La fuite des cerveaux est un sujet déjà très médiatisé, surtout quand on pense aux médecins ou aux ingénieurs. Puis Jana nous a présenté l’idée de la « fuite des mains » (ce nom fut un running gag durant tout le séjour), s’intéresser aux personnes moins diplômées. On est parti là-dessus.

Je suis arrivé à Mostar avant mes camarades. Premier jour, je fais un tour de la ville avec Haris, l’un des accompagnateurs du groupe. Petite pause vers 16h, je lui explique plus précisément mon sujet et il me désigne une table à 10 mètres de la nôtre, Azra et Freja, nos deux premières interviews. Sacré coup de chance.

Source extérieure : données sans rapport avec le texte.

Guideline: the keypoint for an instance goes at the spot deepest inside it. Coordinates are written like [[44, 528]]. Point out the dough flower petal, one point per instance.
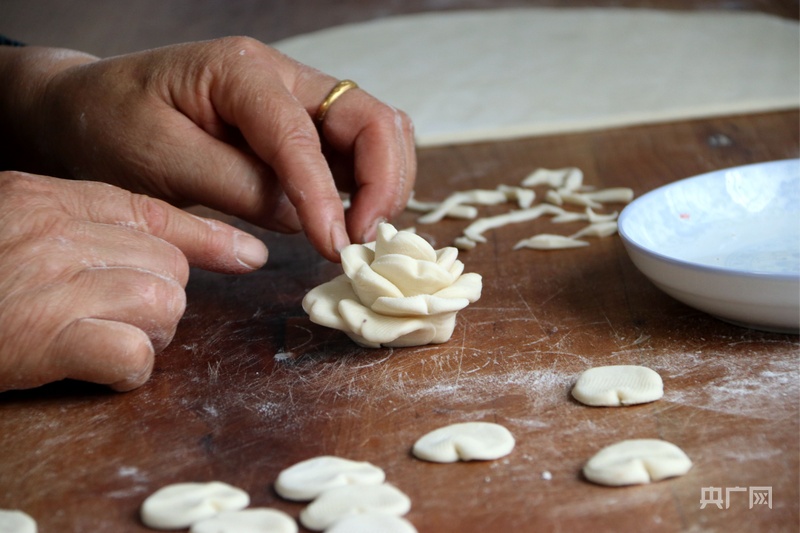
[[397, 291]]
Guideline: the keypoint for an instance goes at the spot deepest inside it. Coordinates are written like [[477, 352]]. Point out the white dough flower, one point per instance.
[[396, 291]]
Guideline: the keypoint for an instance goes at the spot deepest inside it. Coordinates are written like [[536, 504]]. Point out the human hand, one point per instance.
[[92, 278], [226, 124]]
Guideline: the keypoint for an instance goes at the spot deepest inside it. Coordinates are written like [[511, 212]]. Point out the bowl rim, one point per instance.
[[710, 269]]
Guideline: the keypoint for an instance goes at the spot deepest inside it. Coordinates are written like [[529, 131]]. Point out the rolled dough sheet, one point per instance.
[[469, 76]]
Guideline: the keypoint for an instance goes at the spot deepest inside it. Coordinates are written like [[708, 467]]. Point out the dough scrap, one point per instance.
[[397, 291], [466, 441], [570, 178], [637, 461], [180, 505], [548, 241], [255, 520], [485, 73], [13, 521], [308, 479], [476, 229], [612, 386], [459, 198], [337, 503], [372, 523]]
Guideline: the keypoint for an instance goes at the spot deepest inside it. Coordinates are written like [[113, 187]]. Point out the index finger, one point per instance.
[[279, 129], [381, 140]]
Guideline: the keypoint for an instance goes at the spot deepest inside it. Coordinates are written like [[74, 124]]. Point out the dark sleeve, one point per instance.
[[5, 41]]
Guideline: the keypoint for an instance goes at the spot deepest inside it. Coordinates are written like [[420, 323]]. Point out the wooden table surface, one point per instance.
[[249, 386]]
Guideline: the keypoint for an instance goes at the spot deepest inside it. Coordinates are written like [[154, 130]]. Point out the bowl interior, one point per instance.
[[744, 220]]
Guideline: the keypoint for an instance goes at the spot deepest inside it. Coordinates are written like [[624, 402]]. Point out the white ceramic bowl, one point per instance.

Quelques jours plus tard, on se retrouve à cette même terrasse avec mon groupe pour les interviewer. Ça se passe bien, en 30 min toutes les questions sont posées, les réponses sont cool. Puis pour terminer, la fameuse question « autre chose ? ». C’est le moment charnière de notre séjour, Azra commence à se confier sur ses sentiments. Jana creuse, l’interview est rallongée de 40 min. Retour à l’hôtel, on retrouve Tomislav ou Thomy pour les intimes (Thomy est une marque de mayonnaise). Il était parti aider un autre groupe. On débriefe et d’un coup, il apparaît clair que l’angle va glisser. On va se concentrer sur les sentiments, grands oubliés dans les papiers qui traitent le sujet de l’exode.

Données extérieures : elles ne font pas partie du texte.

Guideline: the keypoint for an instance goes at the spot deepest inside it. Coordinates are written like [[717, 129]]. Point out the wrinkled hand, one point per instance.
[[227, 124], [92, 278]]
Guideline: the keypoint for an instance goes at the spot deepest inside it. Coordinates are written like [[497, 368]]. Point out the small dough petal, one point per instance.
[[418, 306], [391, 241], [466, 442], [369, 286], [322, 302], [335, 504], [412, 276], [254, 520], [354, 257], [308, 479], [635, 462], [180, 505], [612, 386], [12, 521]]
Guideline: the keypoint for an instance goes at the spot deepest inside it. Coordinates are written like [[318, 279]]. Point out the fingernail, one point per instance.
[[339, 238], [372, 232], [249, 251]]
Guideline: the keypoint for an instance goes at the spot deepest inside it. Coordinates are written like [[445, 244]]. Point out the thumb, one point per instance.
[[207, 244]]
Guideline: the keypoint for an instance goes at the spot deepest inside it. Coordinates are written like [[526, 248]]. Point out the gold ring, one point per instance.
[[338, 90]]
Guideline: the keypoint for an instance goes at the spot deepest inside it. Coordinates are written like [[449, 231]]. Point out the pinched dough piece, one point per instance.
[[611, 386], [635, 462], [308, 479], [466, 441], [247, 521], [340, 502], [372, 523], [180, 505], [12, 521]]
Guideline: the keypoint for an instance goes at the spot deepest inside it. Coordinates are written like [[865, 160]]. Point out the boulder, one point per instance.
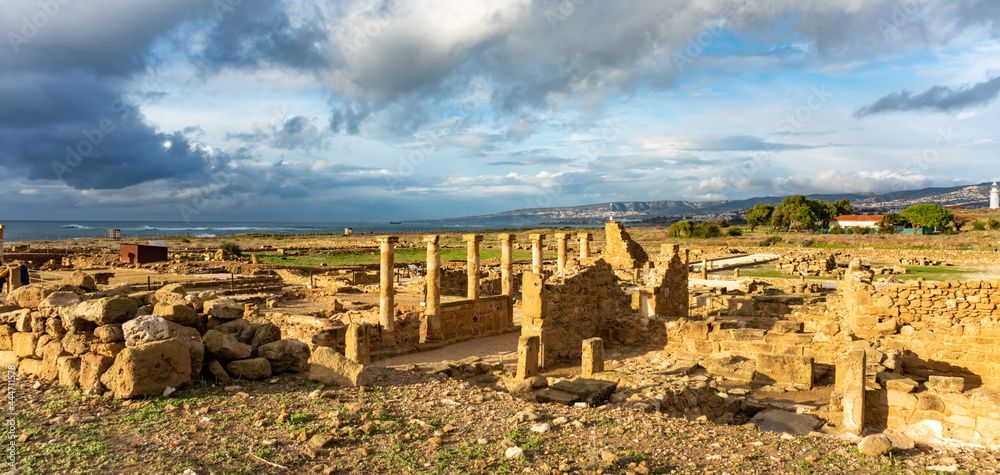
[[265, 333], [182, 314], [591, 391], [164, 293], [144, 329], [82, 280], [216, 369], [77, 343], [68, 368], [225, 346], [253, 368], [149, 369], [328, 366], [110, 333], [777, 420], [285, 355], [32, 295], [107, 310], [60, 299], [92, 367], [875, 444], [224, 309], [193, 339]]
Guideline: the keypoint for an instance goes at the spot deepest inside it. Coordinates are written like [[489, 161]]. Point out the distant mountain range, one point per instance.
[[969, 196]]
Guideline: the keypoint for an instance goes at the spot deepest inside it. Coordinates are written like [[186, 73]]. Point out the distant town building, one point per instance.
[[856, 221]]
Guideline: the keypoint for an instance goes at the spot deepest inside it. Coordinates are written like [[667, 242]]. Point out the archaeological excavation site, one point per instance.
[[546, 351]]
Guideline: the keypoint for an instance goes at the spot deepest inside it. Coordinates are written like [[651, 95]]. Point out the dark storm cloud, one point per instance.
[[258, 33], [69, 112], [937, 98]]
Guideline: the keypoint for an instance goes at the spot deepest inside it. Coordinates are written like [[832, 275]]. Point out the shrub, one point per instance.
[[232, 248]]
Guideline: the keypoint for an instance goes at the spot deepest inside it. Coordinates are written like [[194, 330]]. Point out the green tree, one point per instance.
[[803, 218], [888, 223], [843, 207], [759, 215], [926, 215], [681, 229]]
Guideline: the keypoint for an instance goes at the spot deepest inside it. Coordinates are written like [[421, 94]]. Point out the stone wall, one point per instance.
[[586, 302], [468, 318], [620, 250]]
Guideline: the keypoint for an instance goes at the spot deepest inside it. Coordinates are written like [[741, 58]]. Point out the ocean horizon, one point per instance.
[[20, 230]]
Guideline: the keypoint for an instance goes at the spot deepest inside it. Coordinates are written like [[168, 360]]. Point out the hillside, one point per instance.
[[970, 196]]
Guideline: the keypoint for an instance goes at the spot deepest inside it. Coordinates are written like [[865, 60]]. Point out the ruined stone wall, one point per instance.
[[808, 263], [620, 250], [586, 302], [468, 318]]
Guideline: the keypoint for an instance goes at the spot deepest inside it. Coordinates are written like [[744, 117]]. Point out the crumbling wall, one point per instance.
[[468, 318], [586, 302], [620, 250], [808, 263]]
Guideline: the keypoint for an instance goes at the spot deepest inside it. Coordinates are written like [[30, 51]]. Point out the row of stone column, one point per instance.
[[433, 298]]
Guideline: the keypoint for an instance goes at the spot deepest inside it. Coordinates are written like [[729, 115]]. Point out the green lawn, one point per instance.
[[402, 256]]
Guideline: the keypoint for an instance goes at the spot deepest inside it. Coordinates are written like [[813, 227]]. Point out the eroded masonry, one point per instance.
[[861, 351]]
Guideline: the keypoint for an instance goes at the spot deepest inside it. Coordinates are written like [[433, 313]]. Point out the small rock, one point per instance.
[[873, 445], [541, 428]]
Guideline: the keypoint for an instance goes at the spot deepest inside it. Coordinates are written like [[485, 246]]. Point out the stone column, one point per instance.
[[851, 385], [357, 347], [527, 356], [432, 302], [387, 292], [584, 245], [536, 252], [561, 257], [593, 357], [506, 263], [472, 242]]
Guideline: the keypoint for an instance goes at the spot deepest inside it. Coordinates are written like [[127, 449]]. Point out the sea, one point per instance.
[[16, 231]]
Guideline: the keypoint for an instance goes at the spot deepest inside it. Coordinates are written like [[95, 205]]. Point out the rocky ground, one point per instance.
[[410, 422]]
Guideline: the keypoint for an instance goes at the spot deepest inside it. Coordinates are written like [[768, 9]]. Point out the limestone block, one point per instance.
[[107, 310], [784, 370], [149, 369], [946, 384], [328, 366], [69, 370], [225, 309], [253, 368], [285, 355], [225, 346]]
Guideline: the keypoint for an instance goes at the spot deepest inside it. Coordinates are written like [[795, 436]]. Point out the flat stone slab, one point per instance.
[[776, 420], [556, 396], [591, 391]]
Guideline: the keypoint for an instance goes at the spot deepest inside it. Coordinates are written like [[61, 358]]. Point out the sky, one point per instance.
[[309, 110]]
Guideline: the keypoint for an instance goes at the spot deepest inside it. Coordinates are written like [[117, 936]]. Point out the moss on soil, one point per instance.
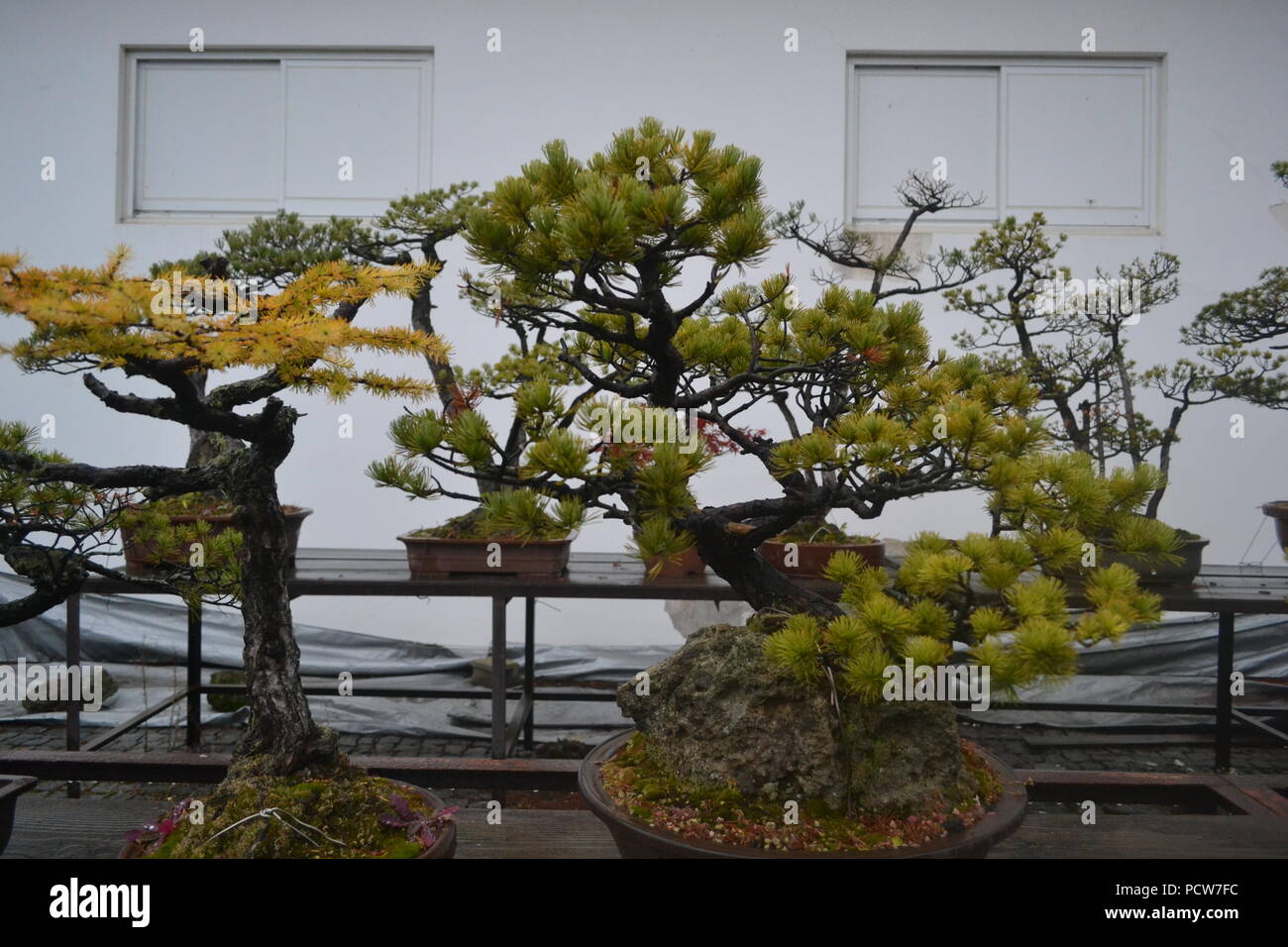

Très bon choix, au final, on trouve un sociologue, un politicien et d’autres témoignages. À la fin on est content du résultat, les gens se sont confiés à nous et on a l’impression d’avoir saisi le sujet. Je ne suis encore qu’aspirant journaliste, dans 10 ans si je relis ce papier, je vais sûrement être horrifié, mais là tout de suite, on a l’impression d’avoir fait quelque chose de bien.

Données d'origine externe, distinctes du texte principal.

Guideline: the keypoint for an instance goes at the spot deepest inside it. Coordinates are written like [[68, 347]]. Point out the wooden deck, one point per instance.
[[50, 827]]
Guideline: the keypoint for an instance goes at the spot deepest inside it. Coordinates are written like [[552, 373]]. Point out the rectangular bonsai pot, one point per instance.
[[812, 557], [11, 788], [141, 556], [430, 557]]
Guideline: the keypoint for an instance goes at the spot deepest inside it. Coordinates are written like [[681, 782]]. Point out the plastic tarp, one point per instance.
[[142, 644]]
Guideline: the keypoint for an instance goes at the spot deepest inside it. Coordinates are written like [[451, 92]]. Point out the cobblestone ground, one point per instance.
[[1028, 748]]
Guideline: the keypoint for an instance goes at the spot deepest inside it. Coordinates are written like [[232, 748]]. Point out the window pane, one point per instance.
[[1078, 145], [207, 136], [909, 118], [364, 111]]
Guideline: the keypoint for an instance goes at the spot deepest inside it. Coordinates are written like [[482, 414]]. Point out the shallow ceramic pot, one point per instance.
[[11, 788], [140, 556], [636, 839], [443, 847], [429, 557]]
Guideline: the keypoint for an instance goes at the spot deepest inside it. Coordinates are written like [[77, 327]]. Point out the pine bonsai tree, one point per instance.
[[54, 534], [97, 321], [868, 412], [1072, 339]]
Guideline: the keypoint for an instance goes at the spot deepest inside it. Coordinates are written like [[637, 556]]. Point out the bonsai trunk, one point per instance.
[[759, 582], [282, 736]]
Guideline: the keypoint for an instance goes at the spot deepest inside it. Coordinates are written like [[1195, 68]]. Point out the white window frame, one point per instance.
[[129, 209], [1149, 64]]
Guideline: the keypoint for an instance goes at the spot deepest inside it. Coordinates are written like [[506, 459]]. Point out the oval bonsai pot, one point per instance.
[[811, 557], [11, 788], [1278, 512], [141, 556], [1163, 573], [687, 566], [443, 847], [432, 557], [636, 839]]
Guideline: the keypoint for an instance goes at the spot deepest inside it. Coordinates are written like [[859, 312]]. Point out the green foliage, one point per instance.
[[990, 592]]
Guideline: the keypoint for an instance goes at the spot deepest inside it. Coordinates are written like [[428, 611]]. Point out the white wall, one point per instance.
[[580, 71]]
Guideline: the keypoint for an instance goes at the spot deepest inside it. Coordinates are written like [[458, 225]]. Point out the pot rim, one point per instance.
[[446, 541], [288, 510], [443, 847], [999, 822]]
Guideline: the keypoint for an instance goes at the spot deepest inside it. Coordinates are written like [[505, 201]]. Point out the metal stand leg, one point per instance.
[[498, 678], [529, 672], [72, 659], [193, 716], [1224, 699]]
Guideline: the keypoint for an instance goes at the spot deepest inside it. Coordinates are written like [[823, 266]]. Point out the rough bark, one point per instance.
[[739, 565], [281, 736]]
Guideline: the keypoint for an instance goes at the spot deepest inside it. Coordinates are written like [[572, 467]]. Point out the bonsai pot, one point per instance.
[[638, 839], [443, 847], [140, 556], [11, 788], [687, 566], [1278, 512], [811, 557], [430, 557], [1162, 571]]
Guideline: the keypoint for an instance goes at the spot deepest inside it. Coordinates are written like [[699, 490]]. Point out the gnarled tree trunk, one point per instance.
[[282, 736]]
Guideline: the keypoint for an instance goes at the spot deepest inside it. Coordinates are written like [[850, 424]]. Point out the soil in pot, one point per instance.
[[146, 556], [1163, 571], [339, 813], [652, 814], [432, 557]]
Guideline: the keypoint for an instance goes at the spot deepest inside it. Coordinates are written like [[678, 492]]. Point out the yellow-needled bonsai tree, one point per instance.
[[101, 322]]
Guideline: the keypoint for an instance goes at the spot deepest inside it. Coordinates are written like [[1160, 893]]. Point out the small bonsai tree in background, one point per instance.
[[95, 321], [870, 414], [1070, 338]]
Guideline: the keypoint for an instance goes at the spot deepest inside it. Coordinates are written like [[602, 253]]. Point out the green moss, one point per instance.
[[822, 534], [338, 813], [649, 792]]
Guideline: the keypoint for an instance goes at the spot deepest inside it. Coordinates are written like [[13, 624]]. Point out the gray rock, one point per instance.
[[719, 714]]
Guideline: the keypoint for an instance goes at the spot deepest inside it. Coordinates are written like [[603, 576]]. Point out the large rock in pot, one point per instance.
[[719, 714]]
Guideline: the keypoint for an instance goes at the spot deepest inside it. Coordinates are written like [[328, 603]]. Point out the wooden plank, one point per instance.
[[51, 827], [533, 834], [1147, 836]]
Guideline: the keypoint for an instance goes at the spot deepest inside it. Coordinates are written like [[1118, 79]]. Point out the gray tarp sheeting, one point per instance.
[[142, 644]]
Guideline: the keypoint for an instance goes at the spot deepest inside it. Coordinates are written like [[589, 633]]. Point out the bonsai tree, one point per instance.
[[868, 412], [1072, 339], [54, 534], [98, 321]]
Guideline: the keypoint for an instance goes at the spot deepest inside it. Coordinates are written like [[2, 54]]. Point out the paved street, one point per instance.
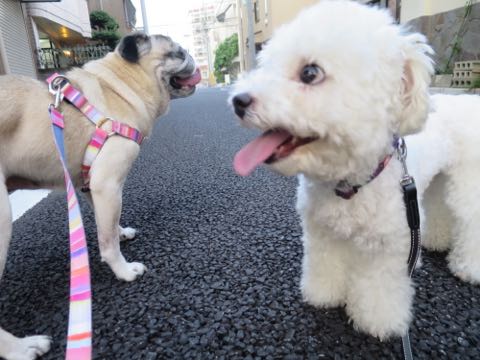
[[223, 254]]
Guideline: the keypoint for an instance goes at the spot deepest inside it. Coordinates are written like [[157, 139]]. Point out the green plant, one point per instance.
[[224, 56], [475, 84], [104, 28]]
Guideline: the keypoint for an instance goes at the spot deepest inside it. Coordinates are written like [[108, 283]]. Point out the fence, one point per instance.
[[68, 57]]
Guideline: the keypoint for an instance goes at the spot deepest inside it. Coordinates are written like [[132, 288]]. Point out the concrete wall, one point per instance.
[[270, 15], [15, 53], [442, 29], [70, 14], [412, 9]]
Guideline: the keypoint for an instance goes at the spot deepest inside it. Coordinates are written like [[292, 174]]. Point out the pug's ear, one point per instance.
[[133, 46]]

Je n’ai jamais autant appris que durant ces 9 jours et j’ai découvert à quel point le travail avec traducteurs/fixeurs est dur. Parler la même langue n’est qu’un prérequis qui ne suffit pas, la réalité est tellement plus compliquée ! Il faut de la patience, de l’organisation, de la clarté et surtout se remettre en question constamment.

J’ai aussi énormément appris sur la Bosnie-Herzégovine, et j’ai brisé mon image très européenne d’une petite Yougoslavie prête à exploser à tout moment. « La poudrière des Balkans ». La situation est si complexe, je n’ai pu qu’effleurer l’aspect sociétal mais j’ai pu constater que les jeunes générations peuvent se comprendre, et pour la plupart sont loin des divisions dont tout le monde parle. 

Je suis arrivé à Mostar aussi pour savoir si je voulais vraiment continuer dans le journalisme. Ce séjour m’a apporté énormément d’éléments de réponse.